For the third season, review aggregator Rotten Tomatoes reported an approval rating of 67% based on 18 reviews, with an average rating of 5.7/10. The website's critics' consensus reads, "Emily in Paris' bubbly watch ability keeps threatening to go flat in a third season that seems content to spin its wheels, but this gallic travelogue will still be a pleasant enough journey for fans." Metacritic gave the season a weighted average score of 54 out of 100 based on 10 reviews, indicating "mixed or average reviews".

The fourth season has a 68% approval rating on Rotten Tomatoes, based on 37 reviews, with an average rating of 5.9/10. The website's critics' consensus states, "Emily in Paris frivolous charms begin to sag in a fourth season that tries on some serious conflict for a change, but it remains pleasurable enough that fans won't be forsaking their timeshares anytime soon." On Metacritic, the fourth season received a score of 47 based on reviews from 13 critics, signifying "mixed or average".

The fifth season holds a 76% approval rating on Rotten Tomatoes, based on 21 reviews.
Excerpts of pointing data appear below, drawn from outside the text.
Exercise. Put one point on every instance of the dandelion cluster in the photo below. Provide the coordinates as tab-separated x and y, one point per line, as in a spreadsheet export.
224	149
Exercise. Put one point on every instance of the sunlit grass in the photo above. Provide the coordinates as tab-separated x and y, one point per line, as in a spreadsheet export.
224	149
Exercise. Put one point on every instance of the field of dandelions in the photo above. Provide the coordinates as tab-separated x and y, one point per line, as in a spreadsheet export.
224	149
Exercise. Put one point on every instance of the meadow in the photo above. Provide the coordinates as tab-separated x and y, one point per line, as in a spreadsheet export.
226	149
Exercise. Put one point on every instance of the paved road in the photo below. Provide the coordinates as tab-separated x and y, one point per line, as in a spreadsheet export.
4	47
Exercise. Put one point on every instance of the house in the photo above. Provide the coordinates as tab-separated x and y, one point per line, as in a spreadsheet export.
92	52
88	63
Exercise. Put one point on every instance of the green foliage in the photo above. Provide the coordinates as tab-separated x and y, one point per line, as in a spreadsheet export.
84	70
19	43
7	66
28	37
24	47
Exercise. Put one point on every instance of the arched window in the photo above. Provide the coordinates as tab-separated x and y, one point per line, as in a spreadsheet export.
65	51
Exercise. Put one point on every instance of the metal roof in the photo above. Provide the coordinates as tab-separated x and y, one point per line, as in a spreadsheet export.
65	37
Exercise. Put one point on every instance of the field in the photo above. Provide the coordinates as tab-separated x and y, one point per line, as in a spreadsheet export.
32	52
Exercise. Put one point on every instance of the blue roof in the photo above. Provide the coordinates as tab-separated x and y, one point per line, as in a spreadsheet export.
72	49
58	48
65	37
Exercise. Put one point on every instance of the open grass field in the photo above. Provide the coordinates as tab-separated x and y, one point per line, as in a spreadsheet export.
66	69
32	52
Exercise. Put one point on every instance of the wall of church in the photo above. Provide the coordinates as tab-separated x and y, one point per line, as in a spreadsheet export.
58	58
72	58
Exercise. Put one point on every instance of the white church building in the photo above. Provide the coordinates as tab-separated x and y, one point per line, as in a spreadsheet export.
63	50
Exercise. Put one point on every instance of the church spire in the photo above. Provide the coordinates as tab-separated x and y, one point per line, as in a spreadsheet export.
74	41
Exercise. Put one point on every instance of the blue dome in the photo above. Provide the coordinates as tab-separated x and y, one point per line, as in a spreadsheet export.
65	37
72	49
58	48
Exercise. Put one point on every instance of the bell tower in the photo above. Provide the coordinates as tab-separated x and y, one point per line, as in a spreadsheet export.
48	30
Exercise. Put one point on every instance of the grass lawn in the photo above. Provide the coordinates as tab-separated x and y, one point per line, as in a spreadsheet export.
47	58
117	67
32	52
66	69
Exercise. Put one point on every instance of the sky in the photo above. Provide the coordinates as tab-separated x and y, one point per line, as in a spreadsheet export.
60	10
Metacritic gave the season a weighted average score of 57 out of 100 based on 12 reviews, indicating "mixed or average reviews".

Daniel D'Addario of Variety described the series as "a delight that poses the question of what it really means to grow up, against a truly inviting backdrop", and that Collins is "an inherently winsome performer who has never been quite as well used as she is here". Kristen Baldwin of Entertainment Weekly gave the series a "B" and wrote, "If you need a five-hour brain vacation, Paris is a worthwhile destination." The New Zealand Herald considered the show "visually delectable" and that "Collins has a pixie-ish charm which makes her endearing", but also that the show is "as ephemeral as fairy floss". Kristen Lopez of IndieWire praised Collins for being a "jewel, make no mistake" and that "Emily in Paris is only as watchable and frivolous as its leading lady," but criticized the series as a whole, writing: "Emily in Paris is like scrolling through Instagram. It's a great way to waste time looking at pretty pictures with no depth."

A few critics have pointed to the show's self-aware engagement with social media. In the New York Times, Jason Farago called it "an anamorphic projection of @emilyinparis, Emily's Instagram account, into moving pictures." In the New Yorker, Kyle Chayka writes that "The purpose of Emily in Paris is to provide sympathetic background for staring at your phone, refreshing your own feeds[...] It's O.K. to look at your phone all the time, the show seems to say, because Emily does it, too." Defending the show in Artforum, Harmon Siegel argued that this effect is self-aware, writing that, "When it hurtles into bizarrerie, Emily mocks us for not paying attention. It anticipates and parodies its expected reception as 'ambient television.'"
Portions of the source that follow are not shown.